Australian rules footballer

Jack Danckert (10 July 1922 - 26 January 2000) was an Australian rules footballer who played with South Melbourne in the Victorian Football League (VFL) during the 1940s.

Danckert was a defender who was unable to put together regular appearances while at South Melbourne, never playing more than five games in a single season. He played as a half back flanker in the 1945 VFL Grand Final against Carlton, in what was just his ninth league appearance. The grand final, which South Melbourne lost, is referred to as being a "Bloodbath" and Danckert was one of the victims when he was felled by Carlton ruckman Rod McLean.

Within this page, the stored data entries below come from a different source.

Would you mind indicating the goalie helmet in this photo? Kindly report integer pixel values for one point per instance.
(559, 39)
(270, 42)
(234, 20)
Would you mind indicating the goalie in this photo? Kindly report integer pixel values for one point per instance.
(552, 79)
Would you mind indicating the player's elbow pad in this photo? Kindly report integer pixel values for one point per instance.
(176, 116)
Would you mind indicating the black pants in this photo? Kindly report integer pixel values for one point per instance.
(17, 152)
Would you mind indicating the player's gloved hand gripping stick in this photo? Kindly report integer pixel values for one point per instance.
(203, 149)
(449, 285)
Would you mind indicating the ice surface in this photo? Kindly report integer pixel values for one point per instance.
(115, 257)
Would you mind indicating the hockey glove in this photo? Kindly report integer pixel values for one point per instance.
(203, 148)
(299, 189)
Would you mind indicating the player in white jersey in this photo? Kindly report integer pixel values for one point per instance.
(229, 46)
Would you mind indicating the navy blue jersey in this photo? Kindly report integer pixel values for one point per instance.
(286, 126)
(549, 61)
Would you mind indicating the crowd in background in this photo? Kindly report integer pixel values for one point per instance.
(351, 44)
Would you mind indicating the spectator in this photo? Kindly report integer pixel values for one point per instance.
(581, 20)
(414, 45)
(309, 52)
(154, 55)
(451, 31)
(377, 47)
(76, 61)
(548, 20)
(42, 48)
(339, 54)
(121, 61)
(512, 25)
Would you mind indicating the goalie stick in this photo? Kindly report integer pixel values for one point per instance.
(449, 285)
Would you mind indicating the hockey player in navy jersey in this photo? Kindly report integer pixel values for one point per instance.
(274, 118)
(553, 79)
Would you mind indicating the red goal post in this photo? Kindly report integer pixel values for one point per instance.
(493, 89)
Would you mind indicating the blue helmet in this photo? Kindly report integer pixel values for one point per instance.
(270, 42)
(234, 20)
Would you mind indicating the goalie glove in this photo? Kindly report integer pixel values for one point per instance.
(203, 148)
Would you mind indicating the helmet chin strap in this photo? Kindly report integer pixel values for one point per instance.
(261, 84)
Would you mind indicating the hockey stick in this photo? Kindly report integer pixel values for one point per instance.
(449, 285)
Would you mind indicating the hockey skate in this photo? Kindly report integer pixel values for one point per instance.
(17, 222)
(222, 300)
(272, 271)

He didn't feature at all in the 1946 VFL season and played just four games in 1947. The following year he signed with Victorian Football Association (VFA) club Williamstown and was part of a swap for Reg Harley. Danckert made 64 appearances for the Seagulls in three seasons without kicking a goal. He was a back pocket defender in Williamstown's 1949 premiership team and won their "Best and Fairest" award in 1950. He was a VFA representative at the 1950 Brisbane Carnival. Danckert also played in Williamstown's losing 1948 grand final team but won a trophy for equal most effective player in 1948 and the most consistent player in 1949. He retired in 1951 due to his employment and then transferred to Tooronga in 1952

Danckert later joined the administration of the Mordialloc Football Club, and became one of its two delegates to the VFA Board of Management. Famously as delegate, Danckert was unable to attend the VFA meeting on 2 December 1960 to lodge Mordialloc's second vote against partitioning of the Association into two divisions, because his wife was expecting their child that night; the change was ultimately passed by exactly the three-quarters majority it required, and Danckert's vote (or that of a proxy, which the club failed to arrange) could have defeated the motion.